Quindi cadrebbero immediatamente le maschere del sionismo, che sono quelle dell'accusa ingannevole di antisemitismo, e si entrerebbe in una discussione che si concluderebbe sicuramente con la condanna del sionismo.
È una causa del Sud del mondo, nella misura in cui la Palestina è la causa dei popoli oppressi non da una religione, ma da un nemico comune, imperiale e capitalista.
Discutere della Palestina mette in mostra il genocidio, in quanto ciò che è in discussione è il suprematismo di coloro che affermano di essere "il popolo eletto", il loro razzismo (i palestinesi sono subumani, dicono i funzionari dello Stato occupante di Israele, e in Argentina il vicepresidente della DAIA è arrivato al punto di sostenere che gli unici innocenti in Palestina sarebbero i bambini sotto i 4 anni di età). In questo modo le vite dei palestinesi non contano, e con esse si può fare ciò che si vuole.

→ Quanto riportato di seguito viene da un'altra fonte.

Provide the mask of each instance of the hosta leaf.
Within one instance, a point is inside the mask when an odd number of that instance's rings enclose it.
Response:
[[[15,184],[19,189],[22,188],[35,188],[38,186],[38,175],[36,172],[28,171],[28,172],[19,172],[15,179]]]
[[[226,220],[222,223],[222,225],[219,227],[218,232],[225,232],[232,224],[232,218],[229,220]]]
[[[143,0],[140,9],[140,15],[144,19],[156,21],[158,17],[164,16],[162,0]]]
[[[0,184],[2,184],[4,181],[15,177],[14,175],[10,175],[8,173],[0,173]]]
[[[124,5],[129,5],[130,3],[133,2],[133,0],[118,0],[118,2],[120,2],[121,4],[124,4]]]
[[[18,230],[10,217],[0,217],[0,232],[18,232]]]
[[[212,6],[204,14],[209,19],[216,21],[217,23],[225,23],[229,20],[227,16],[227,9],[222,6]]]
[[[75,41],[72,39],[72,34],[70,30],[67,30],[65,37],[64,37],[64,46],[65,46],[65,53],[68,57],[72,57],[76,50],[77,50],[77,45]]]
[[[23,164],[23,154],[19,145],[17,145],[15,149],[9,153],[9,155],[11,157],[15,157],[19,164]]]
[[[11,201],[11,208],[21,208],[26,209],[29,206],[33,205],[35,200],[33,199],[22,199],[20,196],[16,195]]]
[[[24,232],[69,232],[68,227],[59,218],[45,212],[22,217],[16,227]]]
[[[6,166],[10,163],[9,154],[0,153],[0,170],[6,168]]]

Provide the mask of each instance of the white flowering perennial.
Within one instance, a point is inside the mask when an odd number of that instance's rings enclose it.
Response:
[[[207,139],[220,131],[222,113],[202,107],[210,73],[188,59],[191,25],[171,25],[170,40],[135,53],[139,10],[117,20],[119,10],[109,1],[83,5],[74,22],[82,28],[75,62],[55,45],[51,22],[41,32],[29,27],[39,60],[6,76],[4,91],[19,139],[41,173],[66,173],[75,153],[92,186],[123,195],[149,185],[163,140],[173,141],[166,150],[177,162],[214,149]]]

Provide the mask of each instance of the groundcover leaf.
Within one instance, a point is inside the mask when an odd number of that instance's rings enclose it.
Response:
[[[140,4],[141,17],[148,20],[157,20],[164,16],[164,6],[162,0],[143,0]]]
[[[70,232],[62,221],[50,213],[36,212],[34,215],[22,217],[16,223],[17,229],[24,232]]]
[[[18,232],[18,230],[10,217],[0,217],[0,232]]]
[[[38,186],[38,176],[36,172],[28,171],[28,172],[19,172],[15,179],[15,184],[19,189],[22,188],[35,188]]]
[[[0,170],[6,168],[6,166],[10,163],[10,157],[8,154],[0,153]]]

Discutere della Palestina getta una luce su di loro, di fronte agli ebrei onesti che sostengono nobilmente: mai più l'Olocausto. Gli ebrei che non ammettono di sminuire la condizione umana, e tanto meno che ciò avvenga in loro nome.
Ecco perché la colonizzazione giudiziaria è indispensabile. Si tratta di mettere a tacere le voci dissidenti. La disciplina come prima ratio. La colonizzazione giudiziaria è importante tanto quanto i media.
Ma c'è qualcosa che costoro ignorano, e se non la ignorano la relativizzano, e cioè che le cause contro Bodart o Biasi non sono cause contro singoli ma cause collettive. Fino a che punto riusciranno ad andare avanti? Le cause giudiziarie hanno limiti procedurali, la lotta no.
C'è una crescente mobilitazione popolare. Una marea di solidarietà con la Palestina si è diffusa in tutto il paese. Ciò cui costoro mirano nel chiuso dei loro uffici sarà smantellato dalla collera scatenata nelle strade.
Netanyahu e i suoi soci (incluso il falso profeta argentino), così inclini alle citazioni bibliche, dovrebbero sapere cosa attende le sciagurate vite degli autori di un genocidio e dei loro complici:
"Il lebbroso colpito dalla lebbra porterà vesti strappate e il capo scoperto, si coprirà la barba e andrà gridando: Immondo! Immondo!»
Penso sia un passaggio della Lettera ai Corinzi [in realtà dal Libro del Levitico, NdT]. Lo scopriranno. il nostro obiettivo è un cessate il fuoco immediato e il diritto a una Palestina libera dal fiume al mare.